Education
Regulation Additions Pass for Nevada School Choice Program
A panel of Nevada legislators has approved new rules for the state’s Education Savings Account Program, and the regulations contain two contentious benefits for kindergartners and military families.
Michelle Rindels of the Associated Press writes that all three of the Democrats on the Legislative Commission’s Subcommittee to Review Regulations were opposed to the changes. But now the rules will travel to the state treasurer’s office for adoption and will allow the state to begin giving money to thousands of Nevada families in February, pending court approval.
The program will grant families the right to use a significant part of their children’s per-pupil state funding allotment, approximately $ 5,000 a year, toward such expenses as private school tuition.
Before a student can become eligible for the program, they must attend public school classes for at least 100 days. This guideline is in place to prevent all of the state students currently enrolled in private schools from joining the program at the same time, which would detrimentally affect the state budget.
But the new rules do not require military families and kindergartners to adhere to the 100-day regulation. Parents of military kids were vocal in expressing that their kids move around so much already that the instability of attending public school for 100 days would be prohibitive.
Democrats think the new changes push the parameters of the previous bill, and state lawyers agreed. Senate Democratic leader Aaron Ford said the regulations were so controversial that they should have been considered by the larger Legislative Commission. The commission of 12 is equally split between Democrats and Republicans. The seven-member subcommittee panel has a majority of Republicans.
Senate Minority Leader Aaron Ford (D-Las Vegas) was against the fact that the law is called “educational choice,” reports Sandra Chereb for the Las Vegas Review-Journal.

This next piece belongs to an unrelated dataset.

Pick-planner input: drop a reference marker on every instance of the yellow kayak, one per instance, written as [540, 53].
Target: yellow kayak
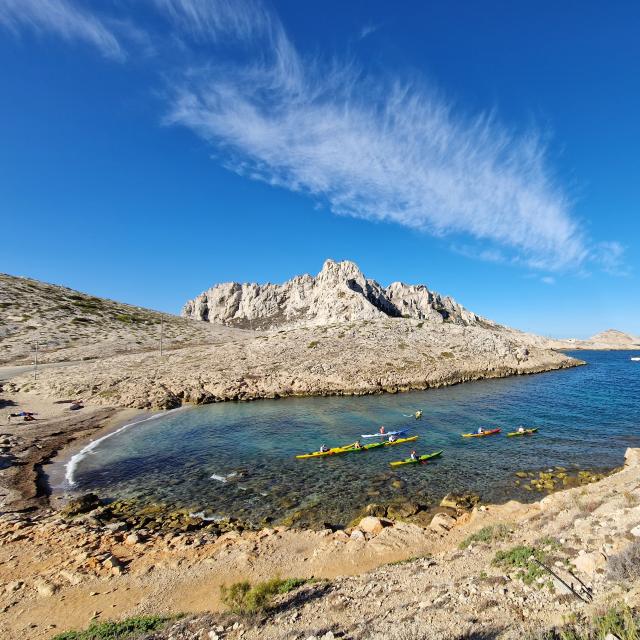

“I’m going to call it what it is. It is a voucher program,” said Ford, adding that other choices such as charter and magnet schools are already available to parents.
State Treasurer Dan Schwartz’s chief of staff Grant Hewitt said approximately 4,100 applications have already come into his office. The funding should start in February, but two lawsuits against the law are pending.
The American Civil Liberties Union of Nevada has filed one of the complaints, which says the law violates the “constitutional prohibition of using taxpayer money for religious purposes.” In most cases, private schools are run by religious organizations. Supporters of the legislation say the money is going to the parents and is not going toward religious-centered purposes.
The other lawsuit is based on the opinion that students will be harmed because money is being taken away from public school funding. Two families, with the help of Lt. Gov. Mark Hutchison, are seeking an expedited court decision that states the law is, in fact, constitutional.
The introduction of the resolution was a surprise to Democratic legislators. It was not even a part of Governor Brian Sandoval’s outline of what lawmakers should consider during the special session.
The governor’s office and the resolution’s supporters announced that resolutions can be introduced by the Legislature on its own. And that they did, on the coattails of final approval to tax breaks for electric car maker Faraday Future and financing for the development of a North Las Vegas industrial site.